What do we mean when we say “Art is Knowledge”?

Date: 8 June 2018
Time: 3:00pm
Location: SymbioticA
Speaker: Dr Boris Oicherman, Weisman Art Museum, University of Minnesota

Just as we should view art not as an accumulation of so-called art objects, but as a way of approaching knowledge, we should also view knowledge not as an accumulation of data, but as a flexible mechanism for reorganizing reality.
Luis Camnitzer, An Artist, a Leader, and a Dean Were on a Boat…

During three days in May 1970 an unusual event took place in Venice, CA. Robert Irwin, an artist known at the time as a minimalist painter, hosted a NASA-commissioned scientific symposium in his studio: The First National Symposium on Habitability of Environments.

The motivation for the symposium was set by changing needs in the space program at the end of the Moon landing era and the acute question it brought about: what would it take to construct an inhabitable environment for humans in outer space? Irwin, then an artist in residence with the NASA subcontractor Garrett Corporation, found scientists’ approach to this problem to be overly technocratic and lacking the perspective of the very human who would inhabit new environments. He believed that art, as a discipline dedicated to subjective experiences, was in the position to restore that perspective. Together with his collaborator, NASA program psychologist Edward Wortz, Irwin decided to turn a scientific symposium into an artwork crafted for a single purpose: to challenge NASA’s approach to habitability.

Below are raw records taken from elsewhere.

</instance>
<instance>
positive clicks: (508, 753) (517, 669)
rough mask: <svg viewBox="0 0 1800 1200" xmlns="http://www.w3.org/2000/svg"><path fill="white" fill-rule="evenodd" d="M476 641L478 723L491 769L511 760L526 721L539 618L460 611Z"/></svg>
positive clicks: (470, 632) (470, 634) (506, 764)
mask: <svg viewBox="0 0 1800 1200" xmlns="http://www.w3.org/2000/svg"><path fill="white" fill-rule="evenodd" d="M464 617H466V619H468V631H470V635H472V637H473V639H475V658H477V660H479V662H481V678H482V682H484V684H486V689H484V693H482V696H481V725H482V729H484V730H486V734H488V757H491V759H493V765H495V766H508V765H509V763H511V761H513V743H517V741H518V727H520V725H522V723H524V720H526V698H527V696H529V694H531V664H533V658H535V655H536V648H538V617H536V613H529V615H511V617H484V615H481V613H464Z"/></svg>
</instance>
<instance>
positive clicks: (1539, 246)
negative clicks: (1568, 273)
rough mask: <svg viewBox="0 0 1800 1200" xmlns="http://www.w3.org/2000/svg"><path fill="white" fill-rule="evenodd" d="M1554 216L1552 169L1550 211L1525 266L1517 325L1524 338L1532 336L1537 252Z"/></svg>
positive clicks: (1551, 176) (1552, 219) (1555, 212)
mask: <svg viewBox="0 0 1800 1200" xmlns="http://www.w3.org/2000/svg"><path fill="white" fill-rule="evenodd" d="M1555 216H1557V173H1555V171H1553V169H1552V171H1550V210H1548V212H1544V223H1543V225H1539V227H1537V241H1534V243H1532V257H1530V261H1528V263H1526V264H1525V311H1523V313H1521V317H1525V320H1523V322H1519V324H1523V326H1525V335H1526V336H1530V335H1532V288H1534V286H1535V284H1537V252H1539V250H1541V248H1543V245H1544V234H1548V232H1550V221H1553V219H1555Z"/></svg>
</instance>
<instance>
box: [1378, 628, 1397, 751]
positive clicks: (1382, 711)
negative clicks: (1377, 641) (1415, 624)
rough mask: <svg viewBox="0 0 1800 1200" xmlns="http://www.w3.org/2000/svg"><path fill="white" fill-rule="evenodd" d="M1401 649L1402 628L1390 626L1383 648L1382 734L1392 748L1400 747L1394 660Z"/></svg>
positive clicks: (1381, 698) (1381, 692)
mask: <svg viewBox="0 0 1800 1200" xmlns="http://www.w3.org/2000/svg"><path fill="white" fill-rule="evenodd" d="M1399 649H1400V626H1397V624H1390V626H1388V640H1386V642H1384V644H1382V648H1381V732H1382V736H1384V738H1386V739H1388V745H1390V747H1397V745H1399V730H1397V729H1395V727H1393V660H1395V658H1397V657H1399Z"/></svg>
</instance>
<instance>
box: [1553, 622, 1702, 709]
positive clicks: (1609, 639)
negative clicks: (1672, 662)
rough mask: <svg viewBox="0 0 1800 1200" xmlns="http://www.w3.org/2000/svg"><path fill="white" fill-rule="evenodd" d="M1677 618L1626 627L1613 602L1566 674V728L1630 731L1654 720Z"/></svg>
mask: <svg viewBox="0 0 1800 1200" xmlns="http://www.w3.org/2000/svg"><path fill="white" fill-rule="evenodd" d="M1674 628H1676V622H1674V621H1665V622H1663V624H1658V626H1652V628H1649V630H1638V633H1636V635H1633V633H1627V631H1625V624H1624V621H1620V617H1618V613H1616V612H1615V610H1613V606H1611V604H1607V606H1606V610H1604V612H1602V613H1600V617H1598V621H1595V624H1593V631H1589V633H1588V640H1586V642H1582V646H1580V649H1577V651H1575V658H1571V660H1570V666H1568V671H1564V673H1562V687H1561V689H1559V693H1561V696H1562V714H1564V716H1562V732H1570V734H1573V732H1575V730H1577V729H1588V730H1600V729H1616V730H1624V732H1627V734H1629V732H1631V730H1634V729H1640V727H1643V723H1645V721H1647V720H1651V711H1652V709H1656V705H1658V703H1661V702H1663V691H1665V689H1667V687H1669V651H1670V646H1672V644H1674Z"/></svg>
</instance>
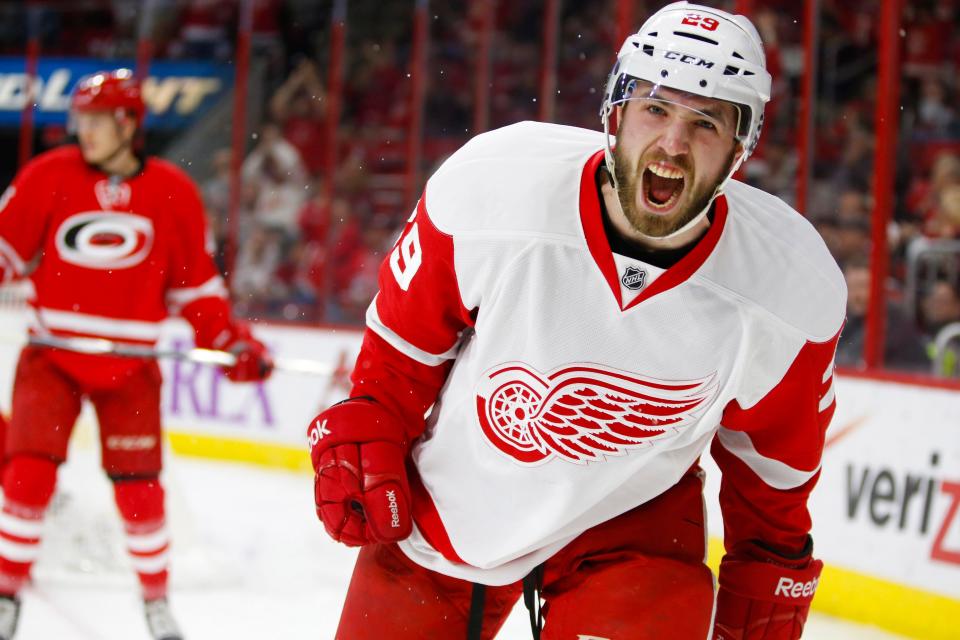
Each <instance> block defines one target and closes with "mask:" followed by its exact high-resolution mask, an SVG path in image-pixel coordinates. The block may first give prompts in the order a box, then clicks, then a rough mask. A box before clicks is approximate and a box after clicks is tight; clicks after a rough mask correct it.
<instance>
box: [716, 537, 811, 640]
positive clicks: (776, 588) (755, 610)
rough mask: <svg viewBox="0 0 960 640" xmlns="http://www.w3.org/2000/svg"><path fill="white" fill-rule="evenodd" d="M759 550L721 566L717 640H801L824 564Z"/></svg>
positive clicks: (728, 562) (738, 555) (724, 564)
mask: <svg viewBox="0 0 960 640" xmlns="http://www.w3.org/2000/svg"><path fill="white" fill-rule="evenodd" d="M755 549H756V550H757V553H756V554H754V553H752V552H751V553H750V554H749V555H736V554H735V555H734V557H733V558H731V557H730V556H729V555H728V556H726V557H724V559H723V561H721V563H720V580H719V581H720V590H719V592H718V593H717V615H716V624H715V625H714V630H713V638H714V640H796V639H797V638H799V637H800V634H801V633H803V625H804V623H805V622H806V621H807V613H809V611H810V603H811V602H812V601H813V595H814V593H815V592H816V590H817V583H818V582H819V579H820V571H821V570H822V569H823V563H822V562H820V561H819V560H814V559H812V558H811V557H810V555H809V554H807V555H806V556H805V557H804V558H802V559H798V560H793V559H788V558H783V557H781V556H779V555H777V554H775V553H773V552H771V551H769V550H766V549H762V548H760V547H755ZM754 556H756V557H754Z"/></svg>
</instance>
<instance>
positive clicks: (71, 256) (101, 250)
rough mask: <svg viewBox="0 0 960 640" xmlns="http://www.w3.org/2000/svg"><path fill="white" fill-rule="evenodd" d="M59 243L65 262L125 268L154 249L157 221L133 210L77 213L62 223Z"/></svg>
mask: <svg viewBox="0 0 960 640" xmlns="http://www.w3.org/2000/svg"><path fill="white" fill-rule="evenodd" d="M56 244H57V251H58V252H60V257H61V258H62V259H63V260H64V261H65V262H69V263H71V264H76V265H79V266H81V267H88V268H90V269H125V268H127V267H132V266H134V265H136V264H139V263H141V262H143V260H144V258H146V257H147V254H149V253H150V249H151V248H152V247H153V223H152V222H151V221H150V220H149V219H147V218H144V217H142V216H138V215H134V214H130V213H115V212H111V211H87V212H84V213H77V214H74V215H72V216H70V217H69V218H67V219H66V220H64V221H63V223H61V225H60V227H59V228H58V229H57V236H56Z"/></svg>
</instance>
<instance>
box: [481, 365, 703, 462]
mask: <svg viewBox="0 0 960 640" xmlns="http://www.w3.org/2000/svg"><path fill="white" fill-rule="evenodd" d="M716 391H717V384H716V376H715V375H713V374H711V375H709V376H707V377H705V378H701V379H698V380H683V381H664V380H656V379H653V378H645V377H641V376H638V375H637V374H634V373H629V372H625V371H618V370H616V369H610V368H607V367H602V366H600V365H594V364H573V365H569V366H566V367H563V368H561V369H558V370H556V371H554V372H553V373H550V374H548V375H542V374H540V373H538V372H537V371H535V370H533V369H532V368H530V367H528V366H527V365H525V364H523V363H519V362H510V363H506V364H503V365H500V366H498V367H494V368H493V369H490V370H489V371H487V372H486V373H485V374H484V376H483V380H482V382H481V383H480V386H479V389H478V391H477V415H478V416H479V418H480V427H481V428H482V429H483V433H484V435H486V437H487V439H488V440H489V441H490V443H491V444H493V446H495V447H496V448H497V449H498V450H500V451H501V452H502V453H504V454H506V455H507V456H510V457H511V458H513V459H515V460H517V461H519V462H521V463H524V464H539V463H541V462H544V461H546V460H549V459H551V458H553V457H559V458H561V459H563V460H567V461H569V462H576V463H579V464H585V463H587V462H598V461H603V460H604V459H605V458H606V456H621V455H624V454H626V453H627V452H628V451H629V450H630V449H637V448H640V447H648V446H651V445H650V443H651V440H653V439H655V438H657V437H660V436H665V435H669V434H675V433H679V432H680V431H682V430H683V429H685V428H687V427H689V426H690V425H691V424H693V423H695V422H696V420H697V419H698V418H699V416H700V415H702V413H703V412H704V411H705V410H706V409H707V408H708V407H709V406H710V405H711V404H712V403H713V400H714V397H715V395H716Z"/></svg>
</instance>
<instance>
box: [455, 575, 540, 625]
mask: <svg viewBox="0 0 960 640" xmlns="http://www.w3.org/2000/svg"><path fill="white" fill-rule="evenodd" d="M541 591H543V565H542V564H540V565H537V566H536V567H534V569H533V571H531V572H530V573H528V574H527V575H525V576H524V577H523V604H524V606H525V607H526V608H527V611H528V612H529V613H530V631H531V632H532V633H533V640H540V632H541V631H543V610H542V609H541V608H540V592H541ZM485 598H486V587H485V586H484V585H482V584H479V583H477V582H474V583H473V591H472V592H471V594H470V617H469V618H468V619H467V640H481V636H480V633H481V631H483V607H484V600H485Z"/></svg>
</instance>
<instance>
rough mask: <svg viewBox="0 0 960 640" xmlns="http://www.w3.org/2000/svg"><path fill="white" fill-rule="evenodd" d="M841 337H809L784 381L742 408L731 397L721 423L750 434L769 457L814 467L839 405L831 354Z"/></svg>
mask: <svg viewBox="0 0 960 640" xmlns="http://www.w3.org/2000/svg"><path fill="white" fill-rule="evenodd" d="M838 338H839V333H838V334H837V335H836V336H834V337H833V338H832V339H831V340H829V341H827V342H820V343H816V342H807V343H806V344H805V345H804V346H803V348H801V349H800V352H799V353H798V354H797V356H796V358H794V361H793V364H791V365H790V368H789V369H788V370H787V373H786V374H785V375H784V376H783V378H782V379H781V380H780V382H778V383H777V385H776V386H775V387H774V388H773V389H771V390H770V391H769V392H768V393H767V395H766V396H764V397H763V398H762V399H761V400H760V401H759V402H757V403H756V404H755V405H753V406H752V407H749V408H747V409H744V408H743V407H741V406H740V405H739V404H738V403H737V402H736V401H732V402H731V403H730V404H729V405H728V406H727V407H726V408H725V409H724V412H723V426H724V427H725V428H727V429H732V430H734V431H743V432H745V433H747V434H748V435H749V436H750V441H751V442H752V443H753V446H754V448H755V449H756V450H757V452H758V453H759V454H761V455H762V456H764V457H766V458H771V459H773V460H778V461H780V462H782V463H784V464H786V465H789V466H791V467H793V468H794V469H801V470H805V471H812V470H814V469H816V468H817V466H818V465H819V464H820V456H821V453H822V452H823V442H824V437H825V432H826V429H827V425H828V424H830V419H831V418H832V417H833V411H834V408H835V406H836V405H835V401H834V399H833V398H832V394H833V355H834V352H835V351H836V347H837V339H838ZM827 372H829V375H825V374H826V373H827ZM821 404H823V406H821Z"/></svg>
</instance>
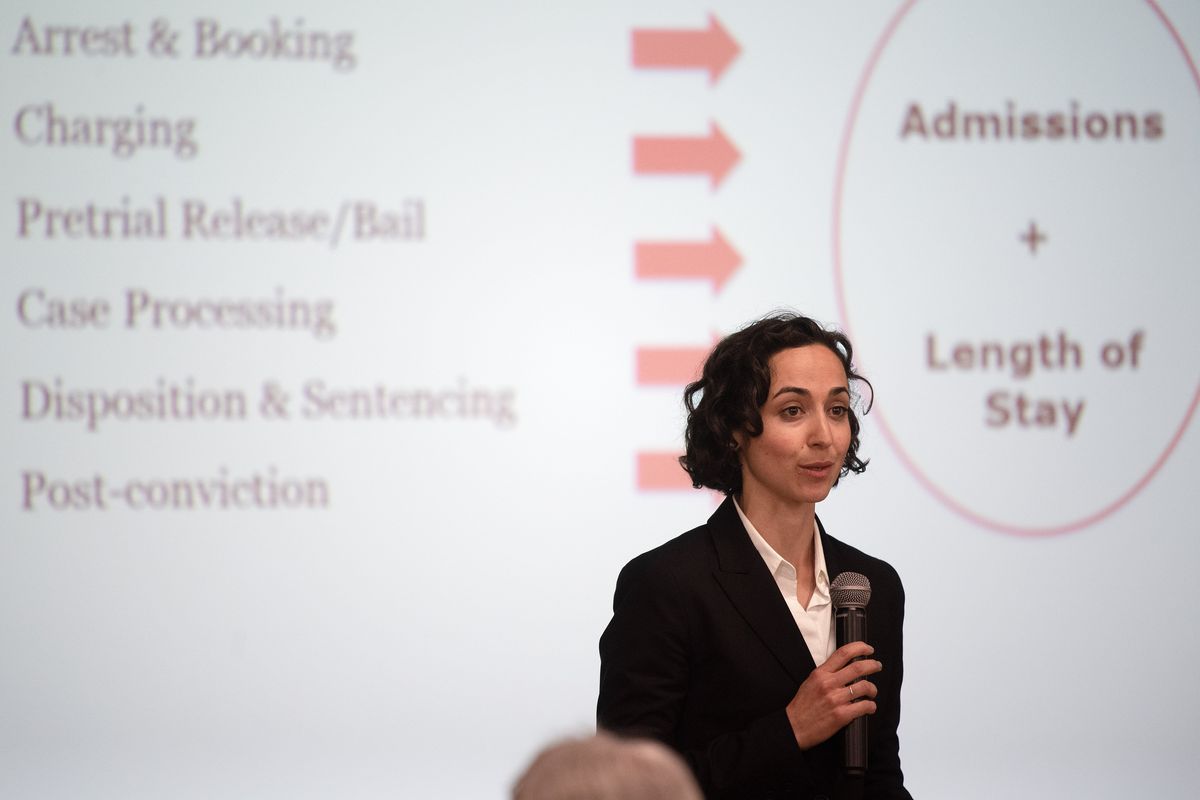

Frequently mentioned and routinely underexamined, The Symposium on Habitability provides an utterly unique case study for development of artistic agency. A radical hands-on attempt of an artist at challenging the dominant research discourse in the science of space travel, the significance of Irwin’s act is in proposing a new model of creative practice where the artist functions as a meta-scholar, temporarily attaching one’s art to other disciplines to create new insights. But what systems in arts support such a model of practice? More specifically, what are—or rather what should be—the institutional implications of this practice on art museums? Even more specifically: what operational, curatorial and financial practices should be in place in a university art museum that is interested in supporting artists in engaging head-first with social and academic discourses far removed from the arts?

Dr Boris Oicherman is the Cindy and Jay Ihlenfeld Curator for Creative Collaboration, Weisman Art Museum, University of Minnesota.